Above: You gotta keep your ear -- or at least your ass -- pretty close to the ground to know where to party with these hip Hanoians
We'd been walking and eating around Hanoi for a few days. There were a few hits, there were a few misses. I was developing a theory for eating well in this city: The closer to the ground you need to sit, the better the food will be. Eateries with regular-height chairs or stools will likely be mediocre fare targeted at tourists; benches where you have to contort your legs to fit in means you're getting warmer; tiny stools that you have to squat on means seriously delicious business.
(Hanoi foodies, am I on to something here?)
So, taking that theory a little further, what happens when you actually sit on the ground? You encounter the cut-tlefish-ing edge of Hanoi nightlife, as we found out one balmy night this past March.
Right near the Hang Dao night market, we come across a street corner parade of dried cuttlefish vendors. My Dad, brother and I love this pungent chewy snack, but they're usually a handful of shreds in little packets or else in crispy rolls in a tin. What on earth do you do with a whole cuttlefish?
We turn the corner and find out.
There, more cuttlefish vendors squat-sit, fanning furiously away at small tins of red-hot charcoals, toasting planks of the stuff.
Afterwards, the cuttlefish are transferred to wooden blocks, and BASHED INTO SUBMISSION with a metal pipe. (Note to self: don't try to leg it with these guys) Then they're served up by (often) the vendor's son, and shredded by hand in front of you if you look helpless enough.
But served up to whom, exactly?
The sidewalks of both sides of this little lane are covered with straw mats, and sitting on them are a cross section of the city's denizens -- fashionable 20somethings, pot-bellied uncles, families with grandmas and infants et al in tow. There's a lot of laughter and easygoing sounding chat in the air. When the road in front of the mats gets too cluttered with motorcycles (the condition of the entire city, frankly), the vendor's son is given instructions and permission to go skooch them up into a sardine-tight line. I'm loving the vibe.
We settle in on a mat next to an extended family of 10, and start nibbling on our platter of toasted cuttlefish. Like I've said, I've had this salty-sweet chewy stuff plenty, but never toasted! This changes everything.

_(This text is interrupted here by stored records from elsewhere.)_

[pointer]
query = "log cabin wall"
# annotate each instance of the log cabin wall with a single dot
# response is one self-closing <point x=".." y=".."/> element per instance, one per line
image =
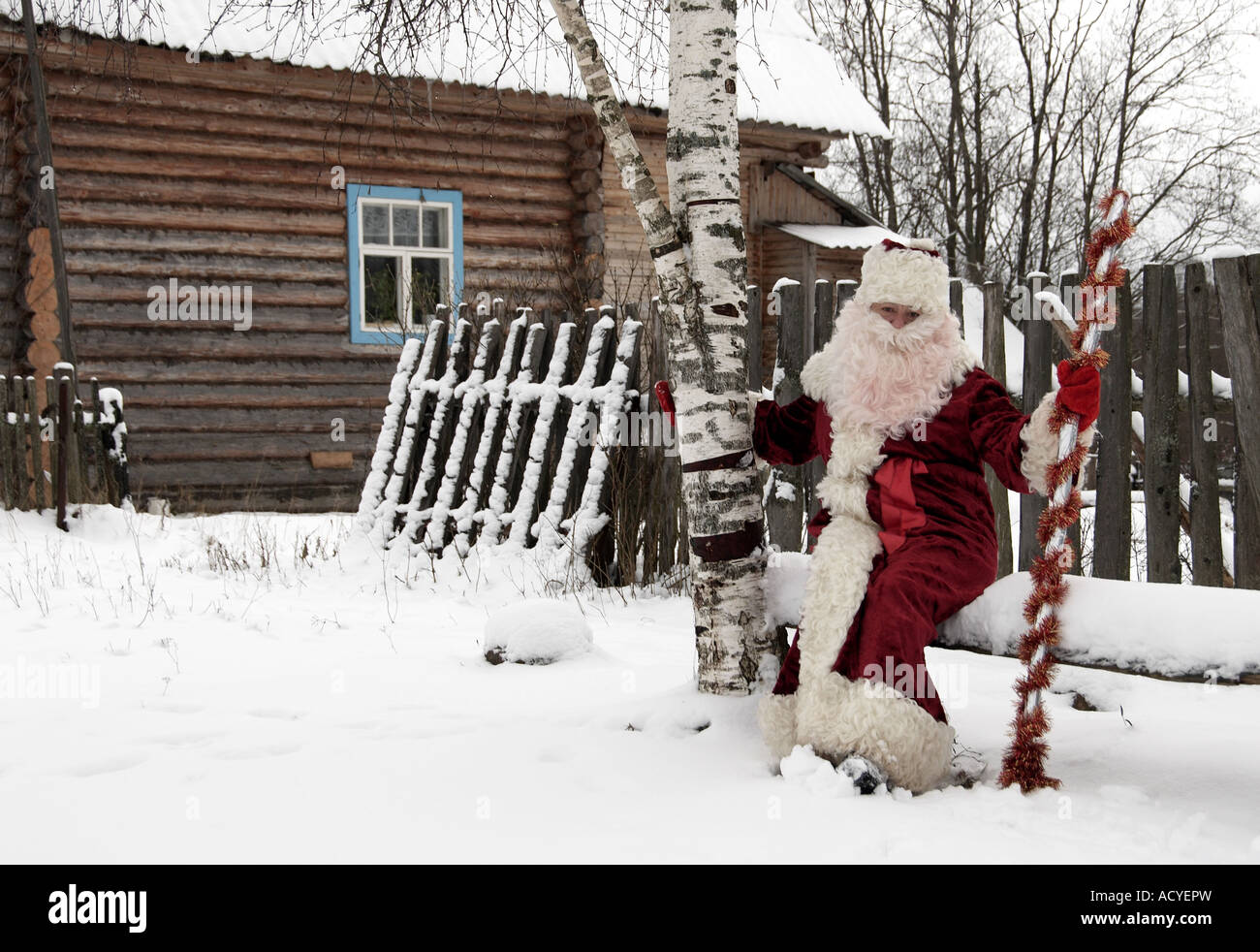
<point x="221" y="173"/>
<point x="11" y="232"/>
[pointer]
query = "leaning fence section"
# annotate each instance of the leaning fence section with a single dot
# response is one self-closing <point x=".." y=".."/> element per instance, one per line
<point x="55" y="450"/>
<point x="533" y="431"/>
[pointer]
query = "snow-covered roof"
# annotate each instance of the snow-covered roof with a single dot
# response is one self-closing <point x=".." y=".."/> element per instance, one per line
<point x="785" y="75"/>
<point x="840" y="236"/>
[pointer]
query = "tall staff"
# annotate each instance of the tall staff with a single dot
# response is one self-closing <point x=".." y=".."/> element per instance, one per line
<point x="1024" y="760"/>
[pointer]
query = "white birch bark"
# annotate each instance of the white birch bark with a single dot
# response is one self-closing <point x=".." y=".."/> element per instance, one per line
<point x="700" y="259"/>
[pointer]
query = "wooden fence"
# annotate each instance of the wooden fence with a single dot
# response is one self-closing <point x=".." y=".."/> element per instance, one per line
<point x="537" y="431"/>
<point x="1172" y="427"/>
<point x="55" y="452"/>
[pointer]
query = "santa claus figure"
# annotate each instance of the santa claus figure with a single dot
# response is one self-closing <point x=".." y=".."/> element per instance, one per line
<point x="905" y="422"/>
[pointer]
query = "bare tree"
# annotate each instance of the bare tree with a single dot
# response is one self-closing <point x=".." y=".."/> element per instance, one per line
<point x="1011" y="118"/>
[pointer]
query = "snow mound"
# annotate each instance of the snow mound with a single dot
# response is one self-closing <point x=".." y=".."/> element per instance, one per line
<point x="784" y="586"/>
<point x="1147" y="627"/>
<point x="805" y="768"/>
<point x="536" y="632"/>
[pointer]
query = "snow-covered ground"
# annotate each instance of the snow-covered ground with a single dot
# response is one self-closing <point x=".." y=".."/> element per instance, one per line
<point x="331" y="707"/>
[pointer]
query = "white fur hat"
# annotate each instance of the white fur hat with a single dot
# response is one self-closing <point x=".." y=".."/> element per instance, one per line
<point x="912" y="273"/>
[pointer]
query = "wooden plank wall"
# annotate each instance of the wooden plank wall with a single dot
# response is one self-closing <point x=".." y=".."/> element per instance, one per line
<point x="221" y="173"/>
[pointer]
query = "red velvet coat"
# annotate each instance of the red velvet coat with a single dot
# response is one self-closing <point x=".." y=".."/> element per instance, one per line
<point x="931" y="501"/>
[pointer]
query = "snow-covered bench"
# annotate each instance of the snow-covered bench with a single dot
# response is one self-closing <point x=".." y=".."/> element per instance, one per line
<point x="1182" y="632"/>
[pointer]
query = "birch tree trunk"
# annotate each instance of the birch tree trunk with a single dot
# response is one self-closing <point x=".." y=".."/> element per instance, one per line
<point x="698" y="251"/>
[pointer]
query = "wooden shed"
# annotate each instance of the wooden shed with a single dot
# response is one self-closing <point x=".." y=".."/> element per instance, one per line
<point x="319" y="225"/>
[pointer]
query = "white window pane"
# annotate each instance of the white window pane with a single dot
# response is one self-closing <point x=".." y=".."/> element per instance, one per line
<point x="381" y="289"/>
<point x="429" y="282"/>
<point x="435" y="229"/>
<point x="406" y="226"/>
<point x="376" y="223"/>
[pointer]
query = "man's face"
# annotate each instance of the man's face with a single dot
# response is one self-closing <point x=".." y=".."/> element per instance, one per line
<point x="896" y="314"/>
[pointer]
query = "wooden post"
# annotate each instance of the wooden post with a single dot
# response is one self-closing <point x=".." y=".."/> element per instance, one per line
<point x="46" y="198"/>
<point x="63" y="450"/>
<point x="518" y="430"/>
<point x="1236" y="281"/>
<point x="995" y="365"/>
<point x="8" y="458"/>
<point x="1036" y="384"/>
<point x="667" y="483"/>
<point x="786" y="502"/>
<point x="67" y="435"/>
<point x="1159" y="412"/>
<point x="1113" y="507"/>
<point x="1070" y="293"/>
<point x="20" y="431"/>
<point x="752" y="339"/>
<point x="824" y="322"/>
<point x="956" y="302"/>
<point x="1205" y="502"/>
<point x="37" y="444"/>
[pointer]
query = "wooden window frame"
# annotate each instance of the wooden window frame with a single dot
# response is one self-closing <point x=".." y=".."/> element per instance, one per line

I sneak a peek at the family next to us -- they've got milk bottles for the babies and bottles of beers and local-brand whiskeys for the increasingly red-cheeked adults. And -- now that I'm looking more closely -- only 1 cuttlefish between all of them.
Babs and I were just commenting that at about the equivalent of ~£5, this wasn't exactly a cheap snack for locals. Obviously, how they afford it share it among 10 people, not 2.
Oh well. Better eat it all and not waste any of it then!
Toasted cuttlefish vendors emerge on many a Hanoi sidewalk at night. Some have small tables and tools for customers, some have straw mats. This particular one was opposite shophouse 2B on Pho Hang Bo.